Family Promise helped the family with a hotel stay, then a community-based housing program, and eventually a place at Peace Lutheran Church. Brooke France was living there when baby David was born. The path from instability to a church bed underscored how the organization’s rotating host-church model works: congregations open their doors, provide overnight shelter and meals, and move families from one site to the next as they work toward permanent housing.

The need in Kootenai County is not easing. A University of Idaho-led housing study said prices in Idaho and Kootenai County were among the fastest increasing in the country, and the 2023 update warned that rising home prices and rents threaten the sustainability of median-income households. Idaho Housing and Finance Association’s 2025 Point-in-Time count recorded 246 homeless people across Region 1, including 145 unsheltered and 101 sheltered. Family Promise of North Idaho’s compiled data also cited 1,384 homeless children ages birth to 18 in Kootenai County in 2024.

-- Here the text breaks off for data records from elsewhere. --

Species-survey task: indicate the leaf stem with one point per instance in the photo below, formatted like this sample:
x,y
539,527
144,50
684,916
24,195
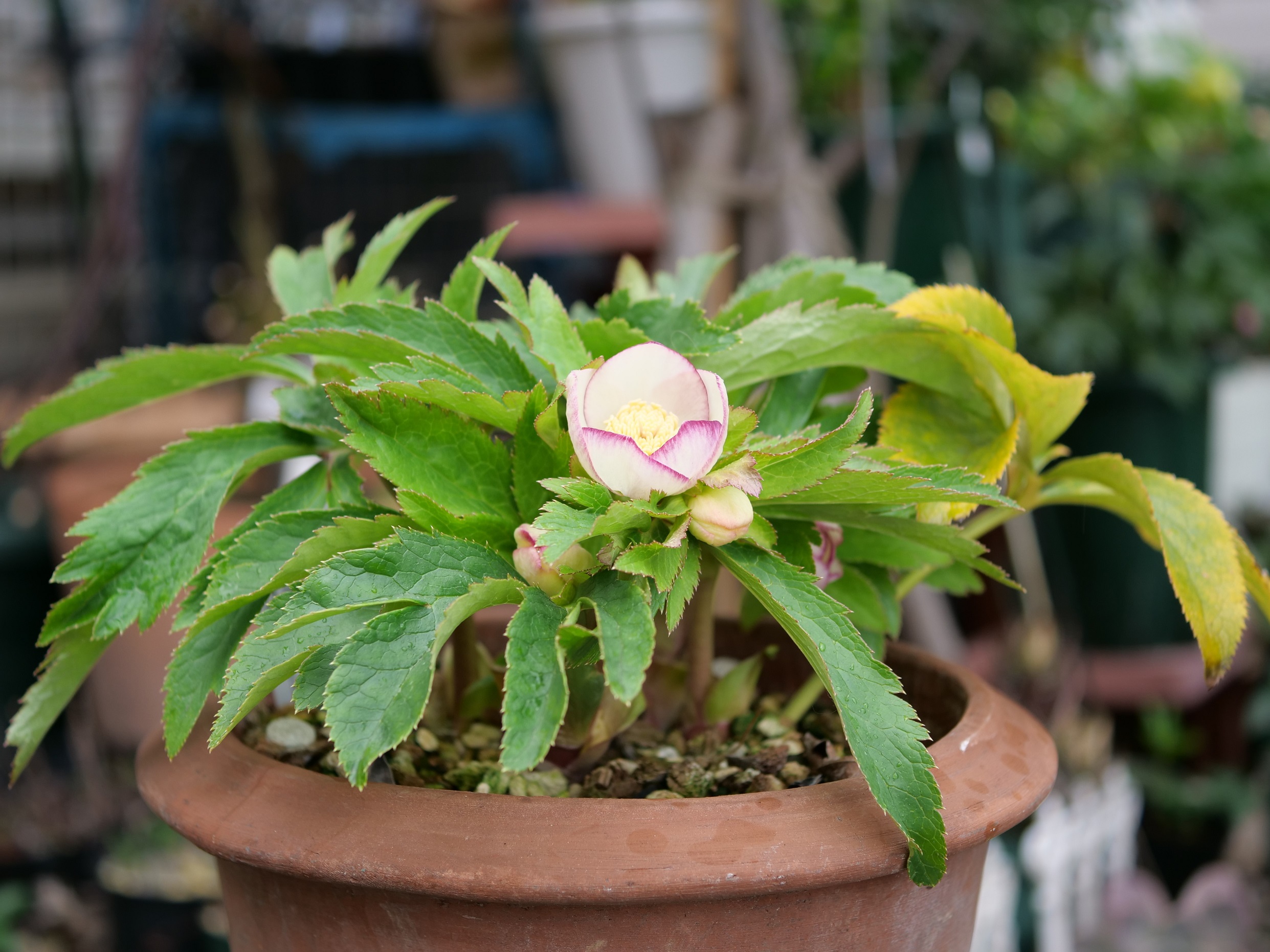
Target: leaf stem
x,y
701,634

Family Promise says its mission is to help families experiencing homelessness and low-income families achieve sustainable independence through a community-based response. Its Day Center and offices are on the bottom floor of St. Luke’s Episcopal Church at 5th Street and Wallace Avenue in Coeur d’Alene. Nationally, Family Promise says it has served more than 1 million family members since it began more than 30 years ago.

The local nonprofit’s work will be on display at Starry Night, its only in-person fundraiser of the year, set for 5:30 p.m. Friday, April 24, at the Best Western Plus Coeur d’Alene Inn. The dinner-and-auction benefit supports programs that help families with children in Kootenai County move toward stability, dignity and a place to call home, the kind of outcome the France family reached with help from churches, volunteers and Family Promise staff.